Looking ahead, ADNOC Gas has ambitious plans. The company increased its investments by 49% in the first half of 2025, aligning with its strategic initiatives, including a $5 billion investment decision for phase one of its rich gas development project. This project, part of a larger plan with a total commitment of $20 billion, is designed to enhance the company’s gas processing and distribution capabilities.
In addition to its existing projects, ADNOC Gas is progressing with phase 2 of the integrated gas development project, aiming to maximize ethane recovery and monetization (MERAM) alongside other strategic growth endeavors such as the Ruwais LNG project. These initiatives are all contributing to ADNOC Gas’s goal of securing a larger share of the growing LNG market, further diversifying and bolstering its product portfolio.
Recent market developments have also been favorable for ADNOC Gas. Following its inclusion in the MSCI Emerging Markets Index in June 2025, the company experienced significant net capital inflows of approximately $500 million. It is anticipated that the upcoming inclusion in the FTSE index in September 2025 will yield additional inflows, thus continuing to strengthen the company’s global investment profile and diversifying its investor base.

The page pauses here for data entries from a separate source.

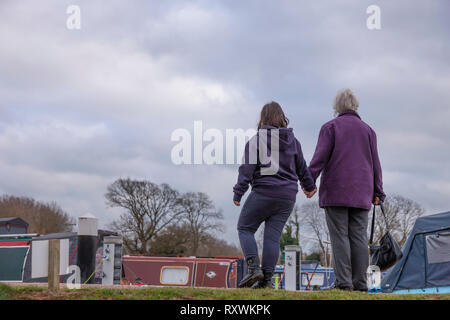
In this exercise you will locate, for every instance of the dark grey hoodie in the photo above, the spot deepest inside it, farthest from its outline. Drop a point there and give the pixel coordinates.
(284, 182)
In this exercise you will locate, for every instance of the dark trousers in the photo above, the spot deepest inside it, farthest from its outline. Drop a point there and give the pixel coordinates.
(348, 233)
(274, 213)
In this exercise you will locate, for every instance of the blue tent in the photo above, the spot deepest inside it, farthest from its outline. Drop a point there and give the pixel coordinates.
(425, 266)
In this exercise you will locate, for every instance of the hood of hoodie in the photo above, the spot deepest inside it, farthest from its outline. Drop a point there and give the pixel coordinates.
(286, 136)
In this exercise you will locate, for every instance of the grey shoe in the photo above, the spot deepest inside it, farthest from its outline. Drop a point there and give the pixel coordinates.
(254, 273)
(266, 282)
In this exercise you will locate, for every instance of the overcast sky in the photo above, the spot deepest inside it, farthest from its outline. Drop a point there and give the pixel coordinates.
(81, 108)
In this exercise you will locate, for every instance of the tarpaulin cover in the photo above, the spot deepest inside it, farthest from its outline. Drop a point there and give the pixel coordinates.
(425, 261)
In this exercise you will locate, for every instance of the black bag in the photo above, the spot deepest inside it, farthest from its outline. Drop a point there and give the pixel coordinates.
(388, 252)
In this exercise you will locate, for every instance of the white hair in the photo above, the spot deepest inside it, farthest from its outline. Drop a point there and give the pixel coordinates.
(345, 100)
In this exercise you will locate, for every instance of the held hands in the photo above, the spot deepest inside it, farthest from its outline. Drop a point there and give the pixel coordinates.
(376, 201)
(309, 194)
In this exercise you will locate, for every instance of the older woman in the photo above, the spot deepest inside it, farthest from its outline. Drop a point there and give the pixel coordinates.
(347, 156)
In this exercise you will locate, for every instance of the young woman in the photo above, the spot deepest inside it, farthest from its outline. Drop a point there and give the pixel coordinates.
(273, 194)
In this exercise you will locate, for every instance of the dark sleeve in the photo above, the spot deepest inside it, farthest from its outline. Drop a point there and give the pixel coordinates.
(377, 173)
(246, 171)
(324, 148)
(306, 180)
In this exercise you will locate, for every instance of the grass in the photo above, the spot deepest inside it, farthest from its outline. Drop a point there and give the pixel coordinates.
(172, 293)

Finally, the integration of AI technology through the introduction of MEERAi marks another step in ADNOC Gas’s journey towards digital innovation. This AI agent is designed to provide real-time data-driven insights to executives, empowering the board to make quicker and more informed decisions.
Overall, ADNOC Gas appears well-positioned for sustained growth and profitability. With ongoing investments and strategic projects in place, the company is set to enhance its market offerings and shareholder value in the coming years.